Whether or not she would be willing to take the position if rehired, is unknown as Land was unavailable for comment.
Brown, whose term will end at the end of the current election cycle, says he thinks the root cause of the conflict between members of the board can be summed up in one word: “power.”
“I believe that the other four want more power and are doing whatever they can to get that,” he says. “I want less power and less hands-on daily functioning of the store.”
“I don’t believe a board of seven owners is adequately trained or has the background to run a grocery store. I don’t have the experience or desire to run a grocery store at a micro-level,” he says, adding that it’s difficult to direct a GM when there’s no way to know how those orders play out and affect the organization.
This coup d’état will be the final feat of this board, as the election process is nearing an end.
To become involved with the co-op, you can visit Ozark Natural foods at 1554 North College Avenue in Fayetteville or you can visit their website at www.OzarkNaturalFoods.com.

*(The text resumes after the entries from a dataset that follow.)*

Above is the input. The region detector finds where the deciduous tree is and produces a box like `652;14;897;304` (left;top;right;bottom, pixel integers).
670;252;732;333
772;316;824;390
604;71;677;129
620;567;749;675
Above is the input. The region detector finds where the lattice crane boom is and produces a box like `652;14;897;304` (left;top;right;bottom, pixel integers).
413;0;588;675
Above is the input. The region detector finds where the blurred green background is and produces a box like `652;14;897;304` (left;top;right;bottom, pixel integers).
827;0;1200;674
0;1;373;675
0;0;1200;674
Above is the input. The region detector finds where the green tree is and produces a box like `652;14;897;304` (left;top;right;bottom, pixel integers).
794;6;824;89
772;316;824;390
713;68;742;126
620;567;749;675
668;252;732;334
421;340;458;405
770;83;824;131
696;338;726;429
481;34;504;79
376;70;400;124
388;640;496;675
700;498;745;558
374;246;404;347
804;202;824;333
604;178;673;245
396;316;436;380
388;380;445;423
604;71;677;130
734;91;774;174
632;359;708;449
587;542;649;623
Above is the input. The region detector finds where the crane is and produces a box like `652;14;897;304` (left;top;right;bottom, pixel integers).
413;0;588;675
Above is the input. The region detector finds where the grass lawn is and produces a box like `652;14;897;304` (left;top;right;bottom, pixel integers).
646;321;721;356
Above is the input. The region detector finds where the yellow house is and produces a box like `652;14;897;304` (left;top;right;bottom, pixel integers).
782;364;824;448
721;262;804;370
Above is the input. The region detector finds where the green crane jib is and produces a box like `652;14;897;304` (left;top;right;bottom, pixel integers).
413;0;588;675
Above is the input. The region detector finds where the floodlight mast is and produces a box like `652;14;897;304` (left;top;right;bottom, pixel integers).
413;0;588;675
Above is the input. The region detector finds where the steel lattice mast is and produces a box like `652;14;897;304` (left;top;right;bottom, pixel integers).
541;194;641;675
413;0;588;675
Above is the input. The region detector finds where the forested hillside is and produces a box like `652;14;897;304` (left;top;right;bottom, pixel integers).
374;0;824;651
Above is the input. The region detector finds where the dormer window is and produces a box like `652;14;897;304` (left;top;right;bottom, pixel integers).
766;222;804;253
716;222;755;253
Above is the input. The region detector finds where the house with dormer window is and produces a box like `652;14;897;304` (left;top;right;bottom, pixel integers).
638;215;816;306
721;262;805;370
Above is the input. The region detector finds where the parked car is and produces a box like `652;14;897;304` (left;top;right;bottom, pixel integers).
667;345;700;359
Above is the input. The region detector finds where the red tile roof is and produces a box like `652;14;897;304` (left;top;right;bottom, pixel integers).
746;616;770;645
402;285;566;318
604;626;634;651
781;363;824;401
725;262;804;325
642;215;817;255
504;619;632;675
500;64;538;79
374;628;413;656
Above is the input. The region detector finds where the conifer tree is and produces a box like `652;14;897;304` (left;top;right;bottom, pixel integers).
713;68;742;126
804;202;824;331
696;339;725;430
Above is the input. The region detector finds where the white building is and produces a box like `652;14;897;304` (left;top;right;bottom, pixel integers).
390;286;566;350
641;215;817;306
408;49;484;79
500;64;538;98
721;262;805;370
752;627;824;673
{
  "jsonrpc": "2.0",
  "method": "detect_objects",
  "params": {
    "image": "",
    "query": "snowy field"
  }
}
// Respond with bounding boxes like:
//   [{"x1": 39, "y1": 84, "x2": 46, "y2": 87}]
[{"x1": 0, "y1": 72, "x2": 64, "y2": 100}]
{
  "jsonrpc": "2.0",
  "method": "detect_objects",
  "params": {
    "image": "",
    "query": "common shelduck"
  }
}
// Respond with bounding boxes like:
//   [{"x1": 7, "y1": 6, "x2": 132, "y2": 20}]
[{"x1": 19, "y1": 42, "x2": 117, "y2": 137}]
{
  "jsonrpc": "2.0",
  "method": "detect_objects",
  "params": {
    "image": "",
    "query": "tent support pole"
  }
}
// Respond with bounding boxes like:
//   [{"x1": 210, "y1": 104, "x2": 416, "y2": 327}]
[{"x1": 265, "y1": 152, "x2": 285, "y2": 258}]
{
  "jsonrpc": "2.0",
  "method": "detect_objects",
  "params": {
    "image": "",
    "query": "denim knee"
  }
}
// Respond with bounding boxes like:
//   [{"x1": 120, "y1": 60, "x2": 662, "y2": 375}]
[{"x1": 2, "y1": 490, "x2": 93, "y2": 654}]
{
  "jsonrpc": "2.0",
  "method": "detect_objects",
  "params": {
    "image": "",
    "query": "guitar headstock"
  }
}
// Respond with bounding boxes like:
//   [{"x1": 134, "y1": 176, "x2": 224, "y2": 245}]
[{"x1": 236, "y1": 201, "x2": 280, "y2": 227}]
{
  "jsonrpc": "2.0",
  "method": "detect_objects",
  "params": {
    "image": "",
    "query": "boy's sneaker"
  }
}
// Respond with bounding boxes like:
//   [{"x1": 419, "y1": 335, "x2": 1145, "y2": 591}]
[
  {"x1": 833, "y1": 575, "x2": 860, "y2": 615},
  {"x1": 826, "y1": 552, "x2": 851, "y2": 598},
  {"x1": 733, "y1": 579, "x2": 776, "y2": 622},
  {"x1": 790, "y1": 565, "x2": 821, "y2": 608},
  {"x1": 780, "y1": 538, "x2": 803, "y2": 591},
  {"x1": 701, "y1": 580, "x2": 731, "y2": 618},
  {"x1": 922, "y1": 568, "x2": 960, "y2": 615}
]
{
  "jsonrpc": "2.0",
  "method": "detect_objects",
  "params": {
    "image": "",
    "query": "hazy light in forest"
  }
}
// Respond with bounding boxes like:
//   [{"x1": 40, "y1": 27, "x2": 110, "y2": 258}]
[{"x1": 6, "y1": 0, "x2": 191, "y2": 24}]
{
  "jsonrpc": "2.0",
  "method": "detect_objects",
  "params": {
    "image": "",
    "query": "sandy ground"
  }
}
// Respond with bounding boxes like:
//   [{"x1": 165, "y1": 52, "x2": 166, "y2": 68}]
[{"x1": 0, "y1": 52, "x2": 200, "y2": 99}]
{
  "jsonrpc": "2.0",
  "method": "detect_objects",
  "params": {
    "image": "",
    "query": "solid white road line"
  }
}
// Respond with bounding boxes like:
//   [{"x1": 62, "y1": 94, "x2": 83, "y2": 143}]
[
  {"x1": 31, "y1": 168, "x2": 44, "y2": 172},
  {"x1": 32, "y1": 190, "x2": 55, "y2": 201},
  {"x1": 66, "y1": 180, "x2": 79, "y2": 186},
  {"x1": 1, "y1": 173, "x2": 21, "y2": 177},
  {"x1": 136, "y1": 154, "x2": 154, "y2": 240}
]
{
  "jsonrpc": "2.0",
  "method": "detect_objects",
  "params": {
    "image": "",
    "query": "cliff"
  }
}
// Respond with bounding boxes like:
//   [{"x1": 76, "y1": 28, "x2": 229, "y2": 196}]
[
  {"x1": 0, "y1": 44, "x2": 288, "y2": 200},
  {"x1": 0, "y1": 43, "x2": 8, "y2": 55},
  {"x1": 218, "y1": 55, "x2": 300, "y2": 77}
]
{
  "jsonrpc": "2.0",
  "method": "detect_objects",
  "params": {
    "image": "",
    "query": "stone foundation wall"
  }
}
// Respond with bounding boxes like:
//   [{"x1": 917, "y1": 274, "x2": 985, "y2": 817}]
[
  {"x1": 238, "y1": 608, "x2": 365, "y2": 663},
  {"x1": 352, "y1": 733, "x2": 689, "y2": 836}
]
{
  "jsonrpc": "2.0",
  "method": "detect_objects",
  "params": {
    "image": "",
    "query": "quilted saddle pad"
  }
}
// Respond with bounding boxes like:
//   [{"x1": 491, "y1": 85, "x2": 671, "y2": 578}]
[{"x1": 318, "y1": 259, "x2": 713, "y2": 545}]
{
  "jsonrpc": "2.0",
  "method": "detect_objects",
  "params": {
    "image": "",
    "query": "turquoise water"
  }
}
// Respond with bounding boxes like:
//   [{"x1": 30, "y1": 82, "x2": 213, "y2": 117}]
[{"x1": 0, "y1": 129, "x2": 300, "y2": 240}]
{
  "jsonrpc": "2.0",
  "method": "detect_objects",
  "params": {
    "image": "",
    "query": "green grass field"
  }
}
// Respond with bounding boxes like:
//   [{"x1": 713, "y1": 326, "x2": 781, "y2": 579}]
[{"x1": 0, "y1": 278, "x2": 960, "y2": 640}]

OFFICIAL OZARK NATURAL FOODS STATEMENT
We are well aware that there is a conflict going on within our Board. This conflict is one that will likely work itself out in the next few weeks with the end of an election and the seating of new Board members. With 7 people serving on a Board to represent over 9,300, there are likely to be differing viewpoints and that can lead to issues. We are hopeful that these issues will all be resolved in a few weeks.
We only had about 4% participation in this current election and we would love to see that percentage greatly increase. We believe that owner involvement is important and necessary in the co-operative business model. We ask our 9,300 owners to get involved in the happenings of the Co-op. Involvement can happen through voting for our Board, attending Board meetings, running for our Board, and attending owner forums. The democratic process is the cornerstone of the cooperative business model. And when the ownership is engaged in the process, the direction of the co-op becomes clearer.